Contrast learning (contrastive learning) is an unsupervised/self-supervised learning method that learns feature representations by maximizing the similarity of positive versus negative sample pairs. In contrast learning, each data sample is compared with other data samples to derive a similarity between them. For a pair of samples (x 1, x 2), the contrast learning algorithm calculates their distances d (x 1, x 2) in the feature space and then generates a scalar value s=g (d (x 1, x 2)) using a function g defined on the same feature space, representing the similarity of the pair of samples. In the subsequent training process, the comparison learning objective is to optimize the model parameters by maximizing the similarity of similar pairs of samples and minimizing the similarity of heterogeneous pairs of samples, thereby obtaining a feature representation that can accurately distinguish between different samples.

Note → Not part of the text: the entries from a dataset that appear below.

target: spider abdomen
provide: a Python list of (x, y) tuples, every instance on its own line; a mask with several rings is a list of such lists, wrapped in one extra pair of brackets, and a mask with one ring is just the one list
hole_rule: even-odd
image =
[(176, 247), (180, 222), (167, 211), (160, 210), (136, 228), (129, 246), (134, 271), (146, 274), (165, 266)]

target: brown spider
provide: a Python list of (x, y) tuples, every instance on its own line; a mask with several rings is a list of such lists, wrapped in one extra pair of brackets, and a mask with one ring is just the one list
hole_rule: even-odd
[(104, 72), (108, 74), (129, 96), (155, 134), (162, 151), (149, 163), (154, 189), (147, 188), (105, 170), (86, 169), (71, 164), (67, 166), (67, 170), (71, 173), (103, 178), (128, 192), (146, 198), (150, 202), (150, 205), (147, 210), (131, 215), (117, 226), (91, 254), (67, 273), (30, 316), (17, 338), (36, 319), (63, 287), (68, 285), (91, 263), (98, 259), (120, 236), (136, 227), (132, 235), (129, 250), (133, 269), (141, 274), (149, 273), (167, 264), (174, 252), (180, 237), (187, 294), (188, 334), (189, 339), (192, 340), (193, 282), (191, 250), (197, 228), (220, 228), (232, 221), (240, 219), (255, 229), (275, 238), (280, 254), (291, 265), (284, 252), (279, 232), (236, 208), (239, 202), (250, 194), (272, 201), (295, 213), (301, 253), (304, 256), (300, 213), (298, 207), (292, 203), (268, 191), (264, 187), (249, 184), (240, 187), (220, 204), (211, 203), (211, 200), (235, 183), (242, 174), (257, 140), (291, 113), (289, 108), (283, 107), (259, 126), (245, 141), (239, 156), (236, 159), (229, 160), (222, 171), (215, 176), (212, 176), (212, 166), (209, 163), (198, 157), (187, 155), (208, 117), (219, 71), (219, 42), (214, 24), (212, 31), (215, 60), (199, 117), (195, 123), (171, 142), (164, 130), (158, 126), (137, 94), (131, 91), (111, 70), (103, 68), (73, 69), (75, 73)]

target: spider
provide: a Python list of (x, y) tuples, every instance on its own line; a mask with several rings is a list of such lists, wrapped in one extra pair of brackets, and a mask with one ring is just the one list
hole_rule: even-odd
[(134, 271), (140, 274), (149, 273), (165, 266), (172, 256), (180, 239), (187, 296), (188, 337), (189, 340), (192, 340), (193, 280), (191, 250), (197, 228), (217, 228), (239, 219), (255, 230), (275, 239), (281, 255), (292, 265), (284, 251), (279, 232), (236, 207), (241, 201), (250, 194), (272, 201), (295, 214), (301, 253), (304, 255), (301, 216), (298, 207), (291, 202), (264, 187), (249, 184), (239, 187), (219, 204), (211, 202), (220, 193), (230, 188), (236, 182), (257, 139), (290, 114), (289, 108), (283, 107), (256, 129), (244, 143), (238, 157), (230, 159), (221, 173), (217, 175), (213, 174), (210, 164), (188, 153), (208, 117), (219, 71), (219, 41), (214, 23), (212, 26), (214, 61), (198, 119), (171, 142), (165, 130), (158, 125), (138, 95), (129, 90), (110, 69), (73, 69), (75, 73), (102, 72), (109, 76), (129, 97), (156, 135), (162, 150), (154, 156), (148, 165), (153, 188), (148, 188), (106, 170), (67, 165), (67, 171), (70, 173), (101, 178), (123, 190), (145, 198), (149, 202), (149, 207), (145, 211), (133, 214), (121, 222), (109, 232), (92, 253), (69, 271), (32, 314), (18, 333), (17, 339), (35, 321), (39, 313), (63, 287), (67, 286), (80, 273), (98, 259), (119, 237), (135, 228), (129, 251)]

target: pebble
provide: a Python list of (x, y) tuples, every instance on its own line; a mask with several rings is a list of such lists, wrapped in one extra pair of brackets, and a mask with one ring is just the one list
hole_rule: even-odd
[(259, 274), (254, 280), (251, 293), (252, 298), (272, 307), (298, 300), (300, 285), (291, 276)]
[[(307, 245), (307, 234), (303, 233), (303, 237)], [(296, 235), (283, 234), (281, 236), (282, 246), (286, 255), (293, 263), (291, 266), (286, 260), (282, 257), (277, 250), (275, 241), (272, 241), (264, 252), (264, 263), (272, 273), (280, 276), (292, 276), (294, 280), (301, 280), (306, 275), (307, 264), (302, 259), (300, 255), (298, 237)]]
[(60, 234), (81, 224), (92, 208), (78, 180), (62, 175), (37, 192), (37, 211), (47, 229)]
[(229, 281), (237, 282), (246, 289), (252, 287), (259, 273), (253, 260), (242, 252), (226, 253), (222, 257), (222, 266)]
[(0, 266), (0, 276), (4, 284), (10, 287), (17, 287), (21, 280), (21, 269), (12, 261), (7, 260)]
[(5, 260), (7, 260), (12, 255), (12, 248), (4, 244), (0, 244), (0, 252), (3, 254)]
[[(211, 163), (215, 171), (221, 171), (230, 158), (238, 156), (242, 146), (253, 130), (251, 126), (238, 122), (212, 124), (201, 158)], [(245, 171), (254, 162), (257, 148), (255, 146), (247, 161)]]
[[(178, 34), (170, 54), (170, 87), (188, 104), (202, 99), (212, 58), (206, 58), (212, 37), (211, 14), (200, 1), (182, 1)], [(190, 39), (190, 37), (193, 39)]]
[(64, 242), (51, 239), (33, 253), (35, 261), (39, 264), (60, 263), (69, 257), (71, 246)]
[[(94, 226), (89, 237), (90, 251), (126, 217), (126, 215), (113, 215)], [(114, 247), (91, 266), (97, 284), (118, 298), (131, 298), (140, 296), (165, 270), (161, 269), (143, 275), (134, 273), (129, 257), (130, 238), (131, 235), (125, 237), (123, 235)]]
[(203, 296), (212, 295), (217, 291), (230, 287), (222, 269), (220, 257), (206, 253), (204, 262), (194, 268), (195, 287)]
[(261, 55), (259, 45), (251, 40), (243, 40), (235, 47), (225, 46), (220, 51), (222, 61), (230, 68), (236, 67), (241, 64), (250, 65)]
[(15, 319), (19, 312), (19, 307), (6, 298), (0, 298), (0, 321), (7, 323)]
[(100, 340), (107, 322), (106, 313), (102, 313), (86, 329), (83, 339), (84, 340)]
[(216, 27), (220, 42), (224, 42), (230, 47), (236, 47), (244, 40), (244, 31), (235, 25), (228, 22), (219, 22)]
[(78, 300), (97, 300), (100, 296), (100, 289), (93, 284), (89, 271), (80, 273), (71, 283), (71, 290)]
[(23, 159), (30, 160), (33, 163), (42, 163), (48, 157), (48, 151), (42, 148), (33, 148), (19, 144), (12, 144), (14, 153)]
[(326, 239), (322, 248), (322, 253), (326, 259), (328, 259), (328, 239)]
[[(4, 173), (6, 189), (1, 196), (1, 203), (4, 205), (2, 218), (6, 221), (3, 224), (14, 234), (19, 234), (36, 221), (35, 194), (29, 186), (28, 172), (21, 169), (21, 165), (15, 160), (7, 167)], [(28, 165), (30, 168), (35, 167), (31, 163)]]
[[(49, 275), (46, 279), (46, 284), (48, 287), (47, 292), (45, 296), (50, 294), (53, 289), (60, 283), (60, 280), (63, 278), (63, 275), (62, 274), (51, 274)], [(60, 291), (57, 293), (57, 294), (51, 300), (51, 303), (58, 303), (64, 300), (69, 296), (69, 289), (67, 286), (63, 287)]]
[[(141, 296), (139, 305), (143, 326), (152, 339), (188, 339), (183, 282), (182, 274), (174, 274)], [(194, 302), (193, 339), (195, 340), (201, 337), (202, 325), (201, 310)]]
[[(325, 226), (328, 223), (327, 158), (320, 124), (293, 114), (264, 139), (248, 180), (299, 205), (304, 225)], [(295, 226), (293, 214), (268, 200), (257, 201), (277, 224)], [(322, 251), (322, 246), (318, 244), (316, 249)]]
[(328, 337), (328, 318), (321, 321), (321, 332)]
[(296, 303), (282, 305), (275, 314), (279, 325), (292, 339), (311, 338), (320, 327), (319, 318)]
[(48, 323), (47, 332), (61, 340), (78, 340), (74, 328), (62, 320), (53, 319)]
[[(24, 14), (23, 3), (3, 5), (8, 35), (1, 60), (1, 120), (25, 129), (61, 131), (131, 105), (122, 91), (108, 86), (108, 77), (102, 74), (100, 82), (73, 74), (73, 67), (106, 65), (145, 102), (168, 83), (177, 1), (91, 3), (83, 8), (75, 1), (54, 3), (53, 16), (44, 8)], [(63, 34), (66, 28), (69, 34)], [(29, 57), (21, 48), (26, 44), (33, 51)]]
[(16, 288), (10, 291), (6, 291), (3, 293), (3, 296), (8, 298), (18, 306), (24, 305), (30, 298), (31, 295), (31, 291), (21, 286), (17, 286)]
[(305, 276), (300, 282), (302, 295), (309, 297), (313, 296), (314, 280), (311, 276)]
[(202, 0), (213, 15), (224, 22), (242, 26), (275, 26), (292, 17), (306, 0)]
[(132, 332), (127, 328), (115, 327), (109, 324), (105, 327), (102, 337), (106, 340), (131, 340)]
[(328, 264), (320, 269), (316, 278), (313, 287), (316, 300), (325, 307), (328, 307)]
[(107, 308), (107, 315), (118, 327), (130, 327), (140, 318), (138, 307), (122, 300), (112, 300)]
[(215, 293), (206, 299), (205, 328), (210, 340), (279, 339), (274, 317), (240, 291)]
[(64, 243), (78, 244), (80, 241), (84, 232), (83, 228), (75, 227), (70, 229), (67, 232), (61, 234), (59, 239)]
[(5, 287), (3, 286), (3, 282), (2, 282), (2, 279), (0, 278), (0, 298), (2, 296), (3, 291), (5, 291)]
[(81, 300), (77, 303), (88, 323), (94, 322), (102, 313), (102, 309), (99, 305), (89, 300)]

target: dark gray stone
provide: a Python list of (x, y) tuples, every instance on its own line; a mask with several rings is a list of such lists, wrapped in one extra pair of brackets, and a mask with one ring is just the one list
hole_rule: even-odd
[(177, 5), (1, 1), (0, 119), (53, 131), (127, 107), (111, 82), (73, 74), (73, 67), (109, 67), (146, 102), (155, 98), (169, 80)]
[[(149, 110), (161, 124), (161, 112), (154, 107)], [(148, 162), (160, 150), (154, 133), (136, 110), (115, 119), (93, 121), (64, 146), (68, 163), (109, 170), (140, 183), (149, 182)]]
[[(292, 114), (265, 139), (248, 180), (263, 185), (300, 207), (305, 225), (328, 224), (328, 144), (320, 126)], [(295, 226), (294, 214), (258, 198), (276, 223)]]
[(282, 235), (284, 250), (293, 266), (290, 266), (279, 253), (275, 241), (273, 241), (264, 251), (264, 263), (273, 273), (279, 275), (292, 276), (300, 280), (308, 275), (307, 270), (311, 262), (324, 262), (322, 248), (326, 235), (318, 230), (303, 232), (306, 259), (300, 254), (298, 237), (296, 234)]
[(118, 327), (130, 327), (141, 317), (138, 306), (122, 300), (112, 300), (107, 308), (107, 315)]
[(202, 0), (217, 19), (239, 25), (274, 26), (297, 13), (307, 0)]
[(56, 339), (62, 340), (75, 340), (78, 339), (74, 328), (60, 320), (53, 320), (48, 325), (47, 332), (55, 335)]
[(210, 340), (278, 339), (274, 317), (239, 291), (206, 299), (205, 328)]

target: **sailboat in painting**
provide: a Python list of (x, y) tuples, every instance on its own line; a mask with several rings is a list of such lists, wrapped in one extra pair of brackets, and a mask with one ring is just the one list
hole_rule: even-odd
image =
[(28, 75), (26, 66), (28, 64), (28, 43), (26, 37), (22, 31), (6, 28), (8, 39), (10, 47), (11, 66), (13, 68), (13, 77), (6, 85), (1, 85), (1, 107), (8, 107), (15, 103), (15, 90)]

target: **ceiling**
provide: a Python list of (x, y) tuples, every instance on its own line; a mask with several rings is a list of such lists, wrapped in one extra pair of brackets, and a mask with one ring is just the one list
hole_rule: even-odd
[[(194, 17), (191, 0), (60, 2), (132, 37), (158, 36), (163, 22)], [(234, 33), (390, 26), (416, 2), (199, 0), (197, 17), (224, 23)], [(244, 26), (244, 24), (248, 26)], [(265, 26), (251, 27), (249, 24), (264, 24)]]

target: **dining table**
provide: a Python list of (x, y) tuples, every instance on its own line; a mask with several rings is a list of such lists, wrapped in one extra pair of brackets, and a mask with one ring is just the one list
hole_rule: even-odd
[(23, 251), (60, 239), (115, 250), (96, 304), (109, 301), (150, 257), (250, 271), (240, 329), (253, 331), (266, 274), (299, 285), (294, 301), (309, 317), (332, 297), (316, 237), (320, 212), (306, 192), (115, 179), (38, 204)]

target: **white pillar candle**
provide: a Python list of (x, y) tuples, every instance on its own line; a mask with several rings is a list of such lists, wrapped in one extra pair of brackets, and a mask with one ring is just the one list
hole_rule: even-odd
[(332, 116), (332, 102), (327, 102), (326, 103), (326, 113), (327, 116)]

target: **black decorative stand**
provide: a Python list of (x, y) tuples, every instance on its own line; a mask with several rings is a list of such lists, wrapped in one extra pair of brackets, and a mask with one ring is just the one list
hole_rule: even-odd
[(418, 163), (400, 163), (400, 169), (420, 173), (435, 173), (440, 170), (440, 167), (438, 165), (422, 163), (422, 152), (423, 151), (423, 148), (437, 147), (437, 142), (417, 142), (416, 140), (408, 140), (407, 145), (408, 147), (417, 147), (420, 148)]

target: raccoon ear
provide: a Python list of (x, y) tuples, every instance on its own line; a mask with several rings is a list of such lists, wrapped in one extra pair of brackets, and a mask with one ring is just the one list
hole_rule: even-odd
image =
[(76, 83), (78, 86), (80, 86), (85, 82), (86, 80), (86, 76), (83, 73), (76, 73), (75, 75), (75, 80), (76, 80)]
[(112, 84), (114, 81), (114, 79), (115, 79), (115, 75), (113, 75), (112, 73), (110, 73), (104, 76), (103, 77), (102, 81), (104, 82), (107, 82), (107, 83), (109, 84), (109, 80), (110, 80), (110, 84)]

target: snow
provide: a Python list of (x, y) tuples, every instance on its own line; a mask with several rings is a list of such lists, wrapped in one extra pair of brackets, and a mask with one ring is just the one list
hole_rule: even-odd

S104: and carrying out fusion and combination training on the cross entropy loss and the contrast learning loss to obtain a malicious software detection model.

In this embodiment, fusing and combining the cross entropy loss and the contrast learning loss with training specifically may include: acquiring a preset weight alpha for comparing learning loss; cross entropy loss L according to weight _main And contrast learning loss L _auxiliary Performing joint calculation to obtain total loss L; back-propagating the total loss and continuously updating parameters; when the total loss converges, training is finished, and a malicious software detection model is obtained.

The specific calculation process is as follows:

L＝L _main +α·L _auxiliary ；

the loss function for calculating the cross entropy loss is softmax loss, which is formulated as:

wherein { z ₁ ,z ₂ …z _C And the model predicts the value of each software classification category.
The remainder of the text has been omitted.